There was no difference between the groups in all-cause mortality or time to first all-cause shock or death, but deaths were numerically higher in the ATP-plus-shock group, Schuger said.
“This is a signal that has existed in all trials of programming of ICDs, sometimes statistically significant, sometimes not,” Schuger told Healio. “Interesting is that the majority of the mortality does not relate to therapy. Now, is it a coincidence that has repeated itself over three to five trials over 20 years, we don’t know, but it is a signal we need to understand further. In this trial, deaths in the ATP arm occurred enough that the composite endpoint of time to first all-cause shock and mortality was not statistically significant,” despite time to first all-cause shock favoring the ATP arm.
There was also no difference in all-cause shock episode burden during the study period, he said.
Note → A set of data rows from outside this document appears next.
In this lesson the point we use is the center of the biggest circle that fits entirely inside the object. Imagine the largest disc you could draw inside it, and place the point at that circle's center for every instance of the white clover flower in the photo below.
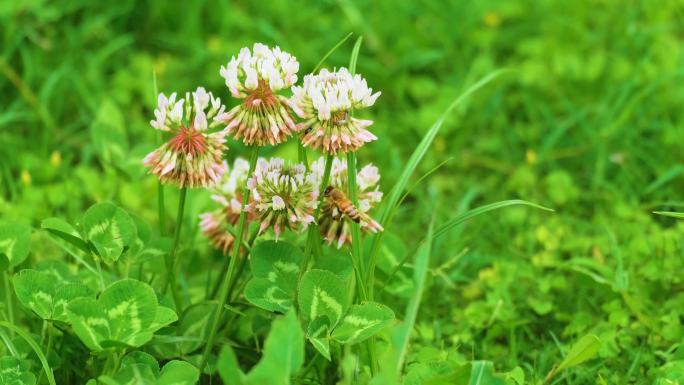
(334, 224)
(191, 157)
(226, 193)
(285, 196)
(326, 101)
(256, 77)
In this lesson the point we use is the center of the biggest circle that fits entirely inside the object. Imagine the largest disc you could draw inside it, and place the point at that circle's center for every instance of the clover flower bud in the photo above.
(192, 157)
(326, 101)
(256, 77)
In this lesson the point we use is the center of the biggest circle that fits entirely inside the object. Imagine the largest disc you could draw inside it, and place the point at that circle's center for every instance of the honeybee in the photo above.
(341, 118)
(344, 206)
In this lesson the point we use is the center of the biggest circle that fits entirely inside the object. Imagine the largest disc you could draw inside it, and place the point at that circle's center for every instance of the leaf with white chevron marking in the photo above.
(275, 266)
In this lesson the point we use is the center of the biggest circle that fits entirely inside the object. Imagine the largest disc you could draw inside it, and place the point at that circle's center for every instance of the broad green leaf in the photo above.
(142, 368)
(338, 263)
(110, 229)
(362, 322)
(46, 295)
(275, 266)
(65, 231)
(228, 367)
(322, 294)
(583, 350)
(126, 314)
(482, 373)
(14, 371)
(15, 240)
(283, 353)
(141, 358)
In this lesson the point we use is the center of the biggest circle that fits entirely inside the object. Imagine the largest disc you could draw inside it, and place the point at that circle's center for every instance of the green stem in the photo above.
(160, 204)
(171, 262)
(160, 187)
(98, 265)
(8, 297)
(312, 235)
(301, 155)
(355, 229)
(227, 278)
(34, 346)
(48, 327)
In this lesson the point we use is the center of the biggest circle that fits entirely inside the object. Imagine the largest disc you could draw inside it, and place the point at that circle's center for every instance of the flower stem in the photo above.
(356, 233)
(301, 155)
(160, 204)
(171, 262)
(227, 278)
(160, 186)
(8, 297)
(312, 236)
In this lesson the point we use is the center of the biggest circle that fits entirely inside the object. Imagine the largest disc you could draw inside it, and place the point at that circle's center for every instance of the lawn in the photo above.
(526, 151)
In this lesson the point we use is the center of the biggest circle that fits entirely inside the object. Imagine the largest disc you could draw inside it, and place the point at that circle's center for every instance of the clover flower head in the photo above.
(215, 224)
(256, 76)
(325, 101)
(192, 157)
(333, 223)
(284, 196)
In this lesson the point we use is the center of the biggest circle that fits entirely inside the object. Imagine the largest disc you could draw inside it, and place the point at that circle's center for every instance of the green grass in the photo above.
(587, 120)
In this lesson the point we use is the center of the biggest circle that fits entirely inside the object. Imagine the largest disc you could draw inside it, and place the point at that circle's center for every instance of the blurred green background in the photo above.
(588, 122)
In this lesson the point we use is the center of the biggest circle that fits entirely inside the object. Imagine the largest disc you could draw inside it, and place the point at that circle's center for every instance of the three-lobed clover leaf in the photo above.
(14, 243)
(362, 322)
(109, 229)
(141, 368)
(14, 371)
(126, 314)
(324, 304)
(275, 266)
(46, 295)
(283, 356)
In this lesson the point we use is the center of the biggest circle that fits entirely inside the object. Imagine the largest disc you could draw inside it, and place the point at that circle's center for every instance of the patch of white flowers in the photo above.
(329, 92)
(277, 68)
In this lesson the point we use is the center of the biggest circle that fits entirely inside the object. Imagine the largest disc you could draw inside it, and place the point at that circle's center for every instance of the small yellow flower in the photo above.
(55, 159)
(25, 177)
(491, 19)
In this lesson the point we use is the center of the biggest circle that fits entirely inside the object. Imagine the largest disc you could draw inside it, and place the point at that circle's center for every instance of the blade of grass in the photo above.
(330, 52)
(481, 210)
(671, 214)
(35, 347)
(450, 224)
(402, 333)
(395, 194)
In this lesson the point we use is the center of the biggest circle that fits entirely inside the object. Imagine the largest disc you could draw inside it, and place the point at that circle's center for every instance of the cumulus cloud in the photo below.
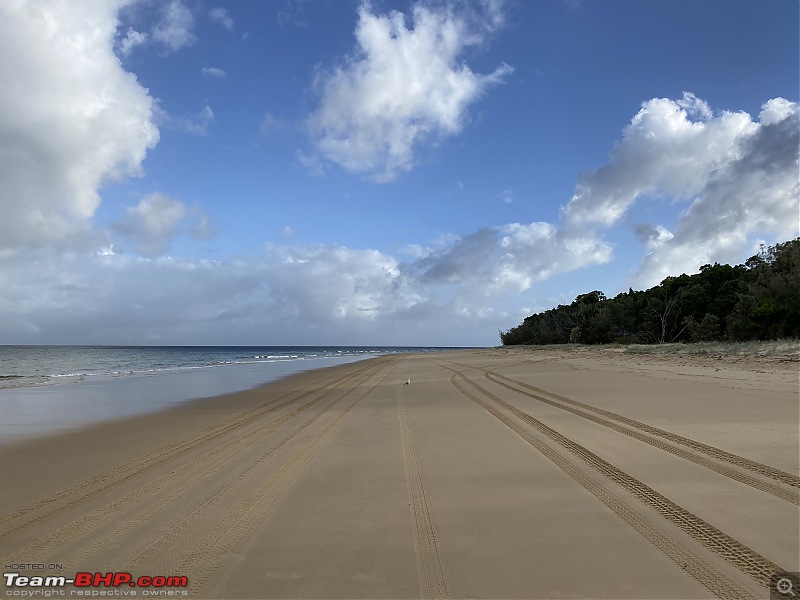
(157, 219)
(220, 15)
(152, 223)
(196, 124)
(73, 119)
(403, 86)
(509, 258)
(738, 175)
(175, 29)
(756, 194)
(212, 72)
(131, 40)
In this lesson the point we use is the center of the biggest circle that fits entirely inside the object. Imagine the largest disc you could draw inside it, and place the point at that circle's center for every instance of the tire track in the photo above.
(127, 471)
(203, 466)
(704, 573)
(719, 454)
(432, 580)
(148, 548)
(758, 484)
(747, 560)
(203, 561)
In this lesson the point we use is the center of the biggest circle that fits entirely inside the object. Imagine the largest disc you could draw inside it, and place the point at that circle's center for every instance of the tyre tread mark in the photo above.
(713, 451)
(202, 562)
(704, 573)
(764, 486)
(747, 560)
(433, 583)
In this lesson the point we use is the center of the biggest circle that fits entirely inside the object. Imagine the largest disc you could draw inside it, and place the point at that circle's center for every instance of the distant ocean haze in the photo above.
(51, 388)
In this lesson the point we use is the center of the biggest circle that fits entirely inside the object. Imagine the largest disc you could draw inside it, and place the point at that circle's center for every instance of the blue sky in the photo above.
(410, 173)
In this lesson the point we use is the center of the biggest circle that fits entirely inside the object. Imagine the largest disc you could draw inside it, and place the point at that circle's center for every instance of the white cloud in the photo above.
(197, 124)
(270, 123)
(670, 148)
(738, 176)
(73, 119)
(402, 87)
(506, 196)
(220, 15)
(157, 219)
(152, 223)
(508, 258)
(175, 30)
(754, 196)
(213, 72)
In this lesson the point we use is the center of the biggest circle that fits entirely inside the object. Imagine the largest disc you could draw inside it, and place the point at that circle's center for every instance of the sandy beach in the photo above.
(496, 473)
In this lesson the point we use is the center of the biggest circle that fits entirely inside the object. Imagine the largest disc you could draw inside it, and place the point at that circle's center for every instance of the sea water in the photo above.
(51, 388)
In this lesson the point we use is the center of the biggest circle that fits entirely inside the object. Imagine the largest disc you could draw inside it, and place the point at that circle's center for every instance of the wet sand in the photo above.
(497, 473)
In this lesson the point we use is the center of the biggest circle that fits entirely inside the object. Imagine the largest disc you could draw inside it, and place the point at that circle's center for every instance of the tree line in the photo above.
(758, 300)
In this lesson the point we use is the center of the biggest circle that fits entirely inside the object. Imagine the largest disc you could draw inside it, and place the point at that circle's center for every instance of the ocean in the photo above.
(45, 389)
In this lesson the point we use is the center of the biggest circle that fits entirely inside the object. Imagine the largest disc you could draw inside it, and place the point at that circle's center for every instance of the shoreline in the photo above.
(324, 483)
(36, 410)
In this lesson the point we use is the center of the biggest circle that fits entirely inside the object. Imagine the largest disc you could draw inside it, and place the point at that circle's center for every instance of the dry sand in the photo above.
(498, 473)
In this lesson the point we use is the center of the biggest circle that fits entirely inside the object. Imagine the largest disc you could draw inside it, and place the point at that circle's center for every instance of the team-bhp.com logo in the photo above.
(25, 585)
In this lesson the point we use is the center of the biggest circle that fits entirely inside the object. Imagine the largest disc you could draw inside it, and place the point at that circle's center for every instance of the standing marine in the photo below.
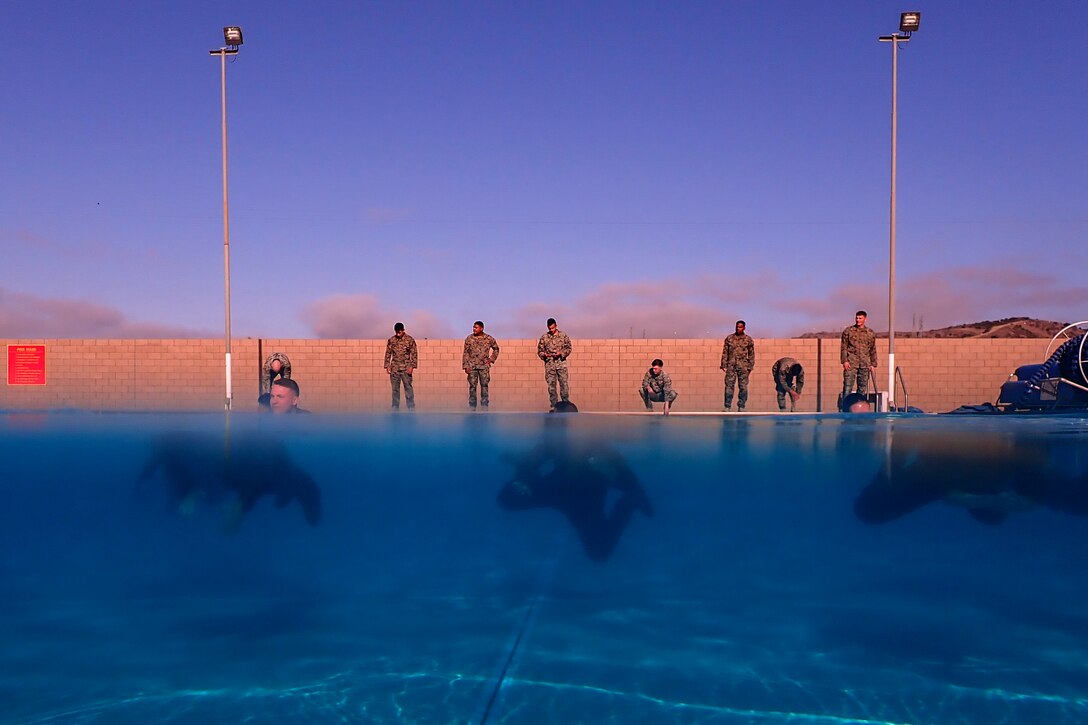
(481, 351)
(738, 359)
(857, 355)
(554, 348)
(402, 358)
(789, 381)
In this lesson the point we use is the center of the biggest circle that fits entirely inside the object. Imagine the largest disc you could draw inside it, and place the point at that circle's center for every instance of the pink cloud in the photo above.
(667, 308)
(29, 316)
(362, 317)
(937, 299)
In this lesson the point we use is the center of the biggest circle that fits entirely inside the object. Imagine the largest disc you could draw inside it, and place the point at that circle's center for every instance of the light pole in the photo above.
(907, 24)
(232, 38)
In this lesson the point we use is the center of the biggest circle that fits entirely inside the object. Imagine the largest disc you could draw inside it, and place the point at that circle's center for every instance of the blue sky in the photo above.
(655, 169)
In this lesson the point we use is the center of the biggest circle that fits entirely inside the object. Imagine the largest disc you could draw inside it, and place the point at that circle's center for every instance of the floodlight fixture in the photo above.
(232, 36)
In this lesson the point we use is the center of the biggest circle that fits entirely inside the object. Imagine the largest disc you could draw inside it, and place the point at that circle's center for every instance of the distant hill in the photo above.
(1009, 328)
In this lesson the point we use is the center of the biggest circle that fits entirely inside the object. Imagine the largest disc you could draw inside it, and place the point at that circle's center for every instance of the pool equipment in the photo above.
(1059, 383)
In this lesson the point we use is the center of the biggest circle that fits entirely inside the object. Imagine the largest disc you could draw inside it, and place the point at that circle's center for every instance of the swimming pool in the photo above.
(722, 569)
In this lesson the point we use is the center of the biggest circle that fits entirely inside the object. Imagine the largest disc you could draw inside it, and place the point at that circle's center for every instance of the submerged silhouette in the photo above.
(206, 469)
(575, 478)
(990, 475)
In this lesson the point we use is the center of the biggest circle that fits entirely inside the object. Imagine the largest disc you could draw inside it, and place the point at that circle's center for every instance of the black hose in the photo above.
(1034, 381)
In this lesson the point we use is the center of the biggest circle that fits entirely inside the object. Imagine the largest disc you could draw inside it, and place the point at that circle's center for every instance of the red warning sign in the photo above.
(26, 365)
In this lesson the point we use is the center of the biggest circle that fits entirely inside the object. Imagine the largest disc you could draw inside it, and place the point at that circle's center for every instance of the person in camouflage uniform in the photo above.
(402, 358)
(738, 359)
(554, 347)
(857, 355)
(657, 386)
(789, 380)
(477, 361)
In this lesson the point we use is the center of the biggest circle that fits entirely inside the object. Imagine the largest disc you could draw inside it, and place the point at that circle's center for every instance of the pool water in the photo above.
(703, 569)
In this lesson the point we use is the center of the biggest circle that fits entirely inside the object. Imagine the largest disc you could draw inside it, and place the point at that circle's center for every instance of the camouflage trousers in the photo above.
(783, 394)
(398, 378)
(858, 375)
(552, 376)
(482, 377)
(739, 377)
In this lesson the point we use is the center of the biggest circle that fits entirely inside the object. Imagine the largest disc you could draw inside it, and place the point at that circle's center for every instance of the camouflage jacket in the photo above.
(478, 352)
(658, 383)
(858, 347)
(267, 370)
(400, 354)
(739, 352)
(554, 348)
(782, 377)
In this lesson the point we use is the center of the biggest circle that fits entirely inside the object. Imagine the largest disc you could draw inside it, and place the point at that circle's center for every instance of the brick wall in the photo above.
(347, 376)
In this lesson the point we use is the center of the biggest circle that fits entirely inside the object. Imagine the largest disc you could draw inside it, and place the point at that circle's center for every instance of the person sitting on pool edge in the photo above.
(284, 396)
(657, 386)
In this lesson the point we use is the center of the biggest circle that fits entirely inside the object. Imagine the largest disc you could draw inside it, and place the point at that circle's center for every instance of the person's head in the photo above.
(284, 395)
(856, 403)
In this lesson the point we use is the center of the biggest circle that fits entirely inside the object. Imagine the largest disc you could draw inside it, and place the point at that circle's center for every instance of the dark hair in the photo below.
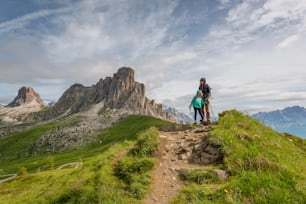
(203, 79)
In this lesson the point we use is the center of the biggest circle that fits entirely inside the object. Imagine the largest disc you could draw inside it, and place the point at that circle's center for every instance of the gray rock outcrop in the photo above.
(26, 95)
(119, 92)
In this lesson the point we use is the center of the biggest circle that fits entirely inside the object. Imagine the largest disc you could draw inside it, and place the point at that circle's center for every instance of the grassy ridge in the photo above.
(13, 148)
(265, 166)
(95, 182)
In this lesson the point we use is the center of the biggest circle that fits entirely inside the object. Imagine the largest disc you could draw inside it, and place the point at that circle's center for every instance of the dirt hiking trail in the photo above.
(187, 149)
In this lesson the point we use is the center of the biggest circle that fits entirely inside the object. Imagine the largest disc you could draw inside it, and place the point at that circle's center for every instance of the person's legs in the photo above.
(201, 114)
(207, 113)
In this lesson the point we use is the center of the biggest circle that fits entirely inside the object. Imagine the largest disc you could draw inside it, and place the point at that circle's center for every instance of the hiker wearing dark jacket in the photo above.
(206, 95)
(197, 102)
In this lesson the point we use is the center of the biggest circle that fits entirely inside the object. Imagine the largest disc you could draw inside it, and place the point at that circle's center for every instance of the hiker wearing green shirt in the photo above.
(197, 103)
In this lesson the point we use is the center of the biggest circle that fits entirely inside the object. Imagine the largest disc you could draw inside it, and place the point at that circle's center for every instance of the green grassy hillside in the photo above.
(264, 166)
(13, 148)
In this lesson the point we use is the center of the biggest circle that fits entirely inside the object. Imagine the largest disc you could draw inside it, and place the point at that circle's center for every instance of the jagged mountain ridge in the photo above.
(119, 92)
(291, 120)
(179, 116)
(26, 95)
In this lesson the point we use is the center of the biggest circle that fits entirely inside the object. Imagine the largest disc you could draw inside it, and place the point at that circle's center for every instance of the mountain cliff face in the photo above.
(26, 95)
(120, 92)
(27, 101)
(179, 116)
(291, 120)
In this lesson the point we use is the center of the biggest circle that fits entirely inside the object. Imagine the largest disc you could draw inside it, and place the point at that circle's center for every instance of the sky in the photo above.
(252, 52)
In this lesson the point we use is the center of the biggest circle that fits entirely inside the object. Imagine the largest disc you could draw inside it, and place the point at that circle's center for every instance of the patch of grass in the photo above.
(13, 149)
(134, 168)
(264, 166)
(94, 182)
(146, 143)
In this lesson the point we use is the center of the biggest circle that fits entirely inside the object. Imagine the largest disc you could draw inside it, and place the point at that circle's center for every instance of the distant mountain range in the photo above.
(291, 120)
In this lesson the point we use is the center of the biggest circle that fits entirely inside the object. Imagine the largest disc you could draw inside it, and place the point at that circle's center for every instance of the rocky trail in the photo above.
(189, 149)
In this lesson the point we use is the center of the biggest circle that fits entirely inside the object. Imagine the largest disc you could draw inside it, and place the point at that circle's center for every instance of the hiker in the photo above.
(206, 95)
(197, 103)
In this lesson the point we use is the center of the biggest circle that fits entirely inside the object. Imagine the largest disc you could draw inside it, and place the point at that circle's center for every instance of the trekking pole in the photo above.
(212, 112)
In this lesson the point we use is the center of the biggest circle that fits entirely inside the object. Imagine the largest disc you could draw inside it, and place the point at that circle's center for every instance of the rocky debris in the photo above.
(26, 95)
(194, 146)
(27, 101)
(65, 138)
(182, 150)
(120, 92)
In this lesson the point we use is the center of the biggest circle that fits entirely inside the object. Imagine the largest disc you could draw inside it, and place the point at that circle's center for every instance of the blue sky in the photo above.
(252, 52)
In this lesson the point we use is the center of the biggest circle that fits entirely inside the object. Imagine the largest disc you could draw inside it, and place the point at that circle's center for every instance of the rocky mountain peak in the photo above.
(120, 92)
(26, 95)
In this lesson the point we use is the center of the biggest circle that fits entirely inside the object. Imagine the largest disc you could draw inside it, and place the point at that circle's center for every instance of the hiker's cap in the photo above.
(203, 79)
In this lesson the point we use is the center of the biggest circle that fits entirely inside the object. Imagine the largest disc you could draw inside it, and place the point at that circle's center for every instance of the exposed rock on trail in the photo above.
(188, 149)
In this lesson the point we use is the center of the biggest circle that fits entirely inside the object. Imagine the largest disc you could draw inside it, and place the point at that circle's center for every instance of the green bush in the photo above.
(134, 168)
(128, 166)
(22, 171)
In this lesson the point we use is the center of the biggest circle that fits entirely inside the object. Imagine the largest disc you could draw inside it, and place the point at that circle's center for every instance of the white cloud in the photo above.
(289, 40)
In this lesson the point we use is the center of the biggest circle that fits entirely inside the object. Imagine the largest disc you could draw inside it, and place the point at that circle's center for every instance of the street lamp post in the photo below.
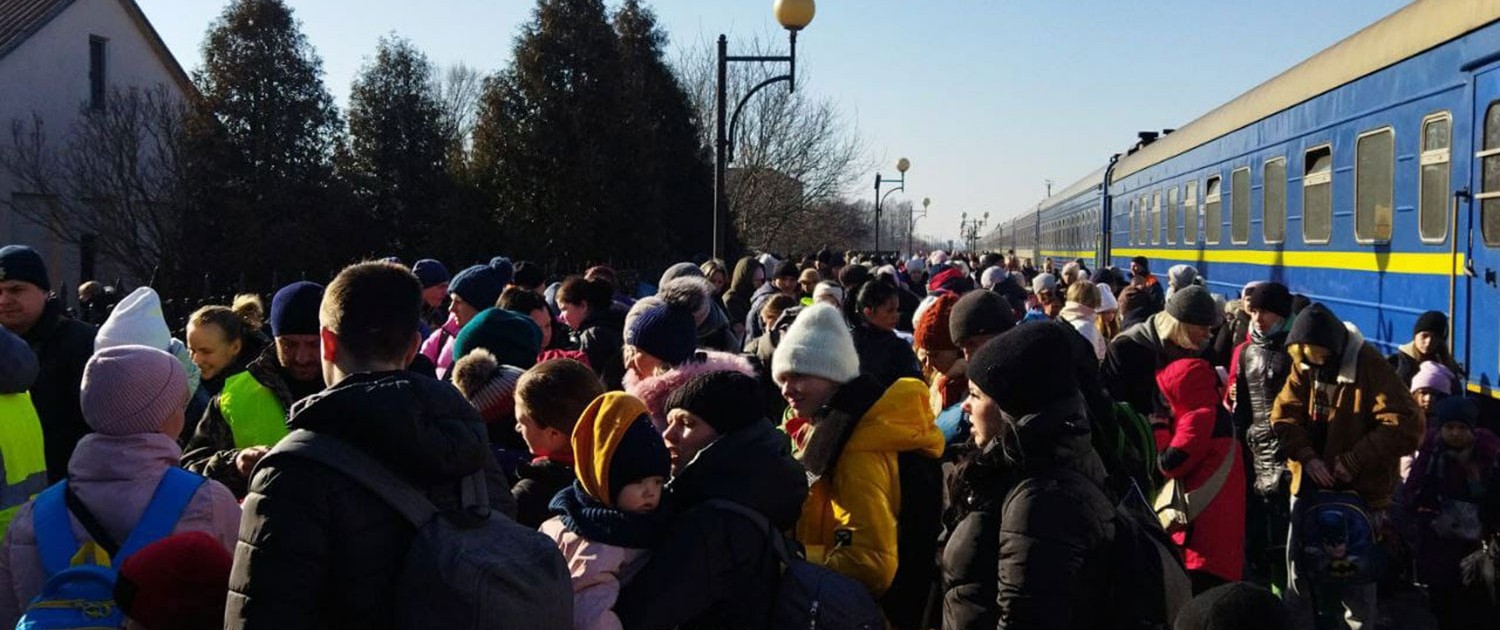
(794, 15)
(911, 224)
(900, 185)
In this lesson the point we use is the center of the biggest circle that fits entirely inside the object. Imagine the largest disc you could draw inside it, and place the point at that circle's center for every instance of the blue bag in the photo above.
(80, 576)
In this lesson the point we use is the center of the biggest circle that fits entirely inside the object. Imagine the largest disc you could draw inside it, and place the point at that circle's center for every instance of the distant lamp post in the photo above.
(794, 15)
(900, 185)
(911, 224)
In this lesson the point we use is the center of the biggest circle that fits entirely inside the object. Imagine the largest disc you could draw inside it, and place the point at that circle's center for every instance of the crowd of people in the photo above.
(837, 440)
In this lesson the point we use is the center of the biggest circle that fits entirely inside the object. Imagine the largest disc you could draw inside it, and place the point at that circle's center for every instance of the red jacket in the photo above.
(1193, 447)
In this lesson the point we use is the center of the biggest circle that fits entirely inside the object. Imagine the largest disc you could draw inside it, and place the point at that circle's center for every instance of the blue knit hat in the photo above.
(662, 330)
(512, 338)
(431, 272)
(294, 309)
(479, 285)
(21, 263)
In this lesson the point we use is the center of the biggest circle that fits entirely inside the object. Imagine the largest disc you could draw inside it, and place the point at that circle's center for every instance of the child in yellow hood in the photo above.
(608, 519)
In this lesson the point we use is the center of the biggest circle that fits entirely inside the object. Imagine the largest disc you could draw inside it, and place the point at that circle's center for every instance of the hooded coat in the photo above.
(654, 390)
(1356, 411)
(849, 521)
(716, 569)
(1194, 446)
(62, 347)
(317, 548)
(1026, 528)
(114, 476)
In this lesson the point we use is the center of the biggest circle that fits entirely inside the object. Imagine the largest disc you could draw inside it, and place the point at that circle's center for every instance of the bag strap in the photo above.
(399, 494)
(774, 537)
(90, 524)
(1203, 495)
(171, 498)
(54, 531)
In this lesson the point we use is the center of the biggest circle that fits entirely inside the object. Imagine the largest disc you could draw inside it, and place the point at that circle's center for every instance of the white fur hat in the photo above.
(818, 344)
“At the end of the day, for people that used their device frequently, there was a significant amount of interventions, so the shock burden between the arms was not reduced by the strategy of ATP,” Schuger told Healio.
Consistent with the findings of the PRAETORIAN trial, the ATP-plus-shock group had a greater burden of ventricular tachycardia/ventricular fibrillation storm events (HR = 2.39; 95% CI, 1.29-4.44), Schuger said during the presentation.
Reduction in interventions
The results, including a lower rate of syncope than in previous trials, show that “you can safely program the devices to wait to intervene,” Schuger told Healio. “This results in a reduction in inappropriate and unnecessary interventions. ATP is a useful tool, not as useful as priorly believed, but still a useful and significant part of the armamentarium for primary prevention patients. The majority of the primary prevention population that receives an ICD does not use their devices, so the absolute risk reduction was 1% per year. The conclusion to draw from that is the device platform you should use is the one that is safest for long-term complication rates.”
The results of APPRAISE ATP also suggest that the strategy from the MODULAR ATP trial, whose patients had a leadless antitachycardia pacing device implanted to communicate with a subcutaneous ICD, “should not be [used] in primary prevention patients as far as implanting both devices simultaneously,” Schuger told Healio. “I think that is an important clinical consideration. It should only be done when the patient demonstrates they need both interventions.”